You may want to take a look at the compliant solution on this site.
You can try:
int intval;
String stringval;
//assign a value to intval here.
stringval = String(intval);
that should do the trick.
This is not an optimal solution. This is my solution given multiple restrictions, so if you had limited resources based on your course/instructor's guidelines, this may be a good fit for you.
Also note that this is a fraction of my own project implement, and I had to read in operands as well as digits, so I used getchars. Otherwise, if you only need integers and no other type of characters, I like using this:
int k;
while (scanf("%d", &k) == 1)
The rules were no specific, "advanced" C concepts: no String variables, no structs, no pointers, no methods not covered, and the only include we were allowed was #include
So with no simple method calls like atoi() available or any String variables to use, I chose to just brute force it.
1: read chars in using getchar (fgets was banned). return 1 (exit status 1) if
there is an invalid character. For your problem based of parseInt in Java
1 11 13 is valid but 1 11 1a is invalid, so for all values we have a valid "string" iff all chars are 0-9 ignoring whitespace.
2: convert the ASCII value of a char to its integer value (eg. 48 => 0)
3: use a variable val to store an int such that for each char in a "substring" there is a corresponding integer digit. i.e. "1234" => 1234 append this to an int array and set val to 0 for reuse.

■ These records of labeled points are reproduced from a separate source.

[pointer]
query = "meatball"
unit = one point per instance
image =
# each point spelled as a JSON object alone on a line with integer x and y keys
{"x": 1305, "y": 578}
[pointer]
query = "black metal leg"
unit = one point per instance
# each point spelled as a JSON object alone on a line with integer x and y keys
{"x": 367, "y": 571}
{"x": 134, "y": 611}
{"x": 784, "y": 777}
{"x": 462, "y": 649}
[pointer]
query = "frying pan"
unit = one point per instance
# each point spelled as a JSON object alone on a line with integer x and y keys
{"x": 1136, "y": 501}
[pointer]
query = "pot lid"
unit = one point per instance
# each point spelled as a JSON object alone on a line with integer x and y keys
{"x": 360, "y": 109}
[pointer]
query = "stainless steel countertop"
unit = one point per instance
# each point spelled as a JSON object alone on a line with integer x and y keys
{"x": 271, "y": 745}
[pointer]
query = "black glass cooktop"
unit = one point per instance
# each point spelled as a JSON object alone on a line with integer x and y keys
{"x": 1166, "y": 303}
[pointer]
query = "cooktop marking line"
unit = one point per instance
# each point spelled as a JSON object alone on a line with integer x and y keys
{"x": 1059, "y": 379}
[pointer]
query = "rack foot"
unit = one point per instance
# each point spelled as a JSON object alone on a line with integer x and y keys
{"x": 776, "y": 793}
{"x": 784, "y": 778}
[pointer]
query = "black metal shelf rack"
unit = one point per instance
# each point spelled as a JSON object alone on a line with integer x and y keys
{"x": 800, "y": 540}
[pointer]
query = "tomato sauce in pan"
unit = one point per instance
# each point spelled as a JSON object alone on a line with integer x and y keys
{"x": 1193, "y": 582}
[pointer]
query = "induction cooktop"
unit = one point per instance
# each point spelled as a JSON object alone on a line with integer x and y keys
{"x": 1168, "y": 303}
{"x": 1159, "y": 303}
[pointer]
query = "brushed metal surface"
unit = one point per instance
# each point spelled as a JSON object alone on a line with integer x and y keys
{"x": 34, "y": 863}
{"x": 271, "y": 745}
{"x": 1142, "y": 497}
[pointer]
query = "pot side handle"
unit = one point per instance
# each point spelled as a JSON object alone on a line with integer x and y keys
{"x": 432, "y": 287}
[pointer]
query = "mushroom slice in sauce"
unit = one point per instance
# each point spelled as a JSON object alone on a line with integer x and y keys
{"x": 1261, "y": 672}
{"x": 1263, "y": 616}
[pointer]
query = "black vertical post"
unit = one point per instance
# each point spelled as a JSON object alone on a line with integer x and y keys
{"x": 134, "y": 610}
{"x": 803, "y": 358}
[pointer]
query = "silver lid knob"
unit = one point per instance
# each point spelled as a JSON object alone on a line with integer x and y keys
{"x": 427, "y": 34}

The following code demonstrates this algorithm:
int main() {
int i, c;
int size = 0;
int arr[10]; //max number of ints yours may differ
int val = 0;
int chars[1200]; //arbitrary size to fit largest "String"
int len = 0;
//Part 1: read in valid integer chars from stdin
while((c = getchar()) != EOF && (c < 58 && c > 47)) {
chars[len] = c;
len++;
}
//Part 2: Convert atoi manually. concat digits of multi digit integers and
// append to an int[]
for(i = 0; i < len; i++){
for(i = 0; i < len; i++){
if(chars[i] > 47 && chars[i] < 58){
while((chars[i] > 47 && chars[i] < 58)){
if(chars[i] == 48)
c = 0;
if(chars[i] == 49)
c = 1;
if(chars[i] == 50)
c = 2;
if(chars[i] == 51)
c = 3;
if(chars[i] == 52)
c = 4;
if(chars[i] == 53)
c = 5;
if(chars[i] == 54)
c = 6;
if(chars[i] == 55)
c = 7;
if(chars[i] ==56)
c = 8;
if(chars[i] == 57)
c = 9;
val = val*10 + c;
i++;
}
arr[size] = val;
size++;
if(size > 10) //we have a check to ensure size stays in bounds
return 1;
val = 0;
}
//Print: We'll make it a clean, organized "toString" representation
printf("[");
for(i = 0; i < size-1; i++){
printf("%d, ", arr[i]);
}
printf("%d]", arr[i];
return 0;
Again, this is the brute force method, but in cases like mine where you can't use the method concepts people use professionally or various C99 implements, this may be what you are looking for.